AntiSpin: In a stagflation, everyone paddles harder and harder just to stay in place. To businesses, input costs of energy, insurance, and to a certain extent wage rates keep rising while competition and excess capacity limit how much of those increased costs can be passed on to consumers. Households experience similar problems with rapidly rising costs but only modestly rising incomes (falling in real terms), plus as interest rates rise the amount they can earn on savings is increasing at a slower rate than the cost of credit; interest rates on CDs, for example, will lag the rate of increase on the cost of an ARM. Plus households in this stagflation have to deal with the housing bubble hangover: high property taxes.
This book "Green with Envy: Why Keeping Up with the Joneses is Keeping Us in Debt" represents the leading edge of the kind of social change that we should expect to see in a long term stagflationary environment. There will be a boom in books of this type.
Real incomes for most American's have declined for years but in a low interest rate environment that occurred between 2001 and 2005, households were able to make up the difference with access to cheap and easy credit. Now that the cheap and easy credit is drying up, there is no place for the middle class to turn but toward cultural change, a lowering of expectations. Look for the following trends: anti-materialism, anti-consumerism, "down-shifting," and other concepts that help everyone come to terms with the reality of diminished opportunities. Look for SUVs and MacMansions to become symbols of greed and waste.
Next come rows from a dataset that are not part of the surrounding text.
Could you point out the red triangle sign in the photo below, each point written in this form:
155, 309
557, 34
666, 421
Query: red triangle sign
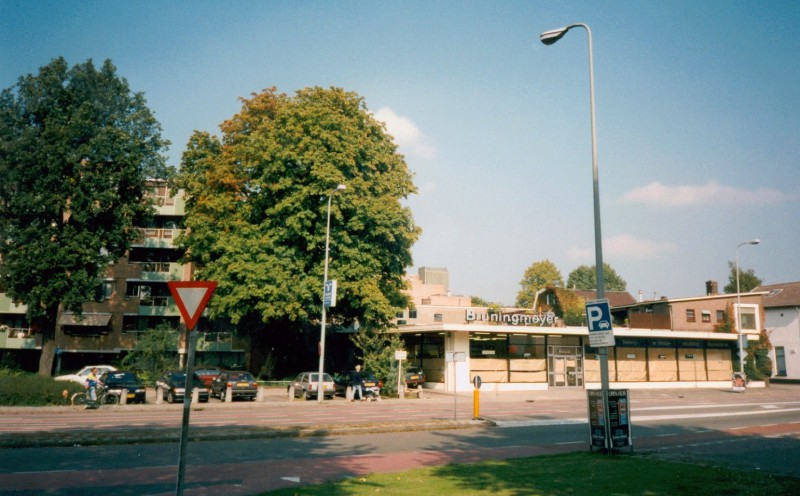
191, 298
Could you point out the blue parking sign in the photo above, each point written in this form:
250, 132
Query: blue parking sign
598, 318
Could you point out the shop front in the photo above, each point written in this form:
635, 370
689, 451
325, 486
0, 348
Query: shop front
517, 358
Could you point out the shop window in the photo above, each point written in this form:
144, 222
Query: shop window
485, 345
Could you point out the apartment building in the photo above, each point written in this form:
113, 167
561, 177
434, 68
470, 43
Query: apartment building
131, 300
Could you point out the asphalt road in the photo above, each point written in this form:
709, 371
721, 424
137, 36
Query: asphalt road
758, 430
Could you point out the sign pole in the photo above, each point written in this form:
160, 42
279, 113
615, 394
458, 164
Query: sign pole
191, 297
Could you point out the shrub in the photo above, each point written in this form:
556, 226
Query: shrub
34, 390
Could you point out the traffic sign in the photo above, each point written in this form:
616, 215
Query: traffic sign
191, 298
598, 318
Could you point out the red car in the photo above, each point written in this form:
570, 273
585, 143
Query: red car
242, 385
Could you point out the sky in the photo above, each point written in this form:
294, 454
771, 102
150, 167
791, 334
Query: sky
697, 117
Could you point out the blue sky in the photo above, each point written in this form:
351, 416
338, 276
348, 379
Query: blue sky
698, 113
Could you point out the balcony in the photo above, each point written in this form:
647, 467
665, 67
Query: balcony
152, 237
19, 339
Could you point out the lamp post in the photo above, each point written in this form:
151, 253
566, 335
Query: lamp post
548, 38
739, 305
320, 392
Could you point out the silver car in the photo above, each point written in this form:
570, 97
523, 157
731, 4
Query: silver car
306, 383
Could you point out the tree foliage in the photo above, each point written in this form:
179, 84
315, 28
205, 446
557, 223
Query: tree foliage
539, 275
585, 278
257, 209
747, 279
76, 146
155, 352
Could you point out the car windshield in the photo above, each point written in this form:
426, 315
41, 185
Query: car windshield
325, 377
117, 377
245, 376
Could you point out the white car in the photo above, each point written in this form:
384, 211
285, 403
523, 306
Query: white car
80, 376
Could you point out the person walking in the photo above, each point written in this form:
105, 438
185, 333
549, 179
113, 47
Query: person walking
91, 389
357, 382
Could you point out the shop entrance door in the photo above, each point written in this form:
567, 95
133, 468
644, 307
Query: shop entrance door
565, 366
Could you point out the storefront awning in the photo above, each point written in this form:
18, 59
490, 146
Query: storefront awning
86, 319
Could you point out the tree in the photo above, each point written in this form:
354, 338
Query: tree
257, 208
539, 275
747, 280
155, 352
76, 147
585, 278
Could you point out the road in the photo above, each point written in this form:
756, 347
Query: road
756, 430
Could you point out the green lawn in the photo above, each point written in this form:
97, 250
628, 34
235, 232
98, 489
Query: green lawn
573, 474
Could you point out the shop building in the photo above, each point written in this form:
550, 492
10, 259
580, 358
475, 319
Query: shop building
782, 309
669, 343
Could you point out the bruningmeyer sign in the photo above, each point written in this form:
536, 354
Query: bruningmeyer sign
511, 318
598, 318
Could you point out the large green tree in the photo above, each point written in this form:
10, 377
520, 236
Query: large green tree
76, 146
539, 275
257, 202
747, 279
585, 277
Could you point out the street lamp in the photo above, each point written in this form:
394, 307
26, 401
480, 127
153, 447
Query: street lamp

Most of these cultural changes will range from benign to entertaining. However, young people with little or no employment history and the already economically marginalized are already suffering. Social movements within these groups may be less entertaining. Expect a rise in urban violence and a general increase in crime. Early warning signs in your neighborhood: an increase in unartistic graffiti and other forms of vandalism. Graffiti says: "I'm angry."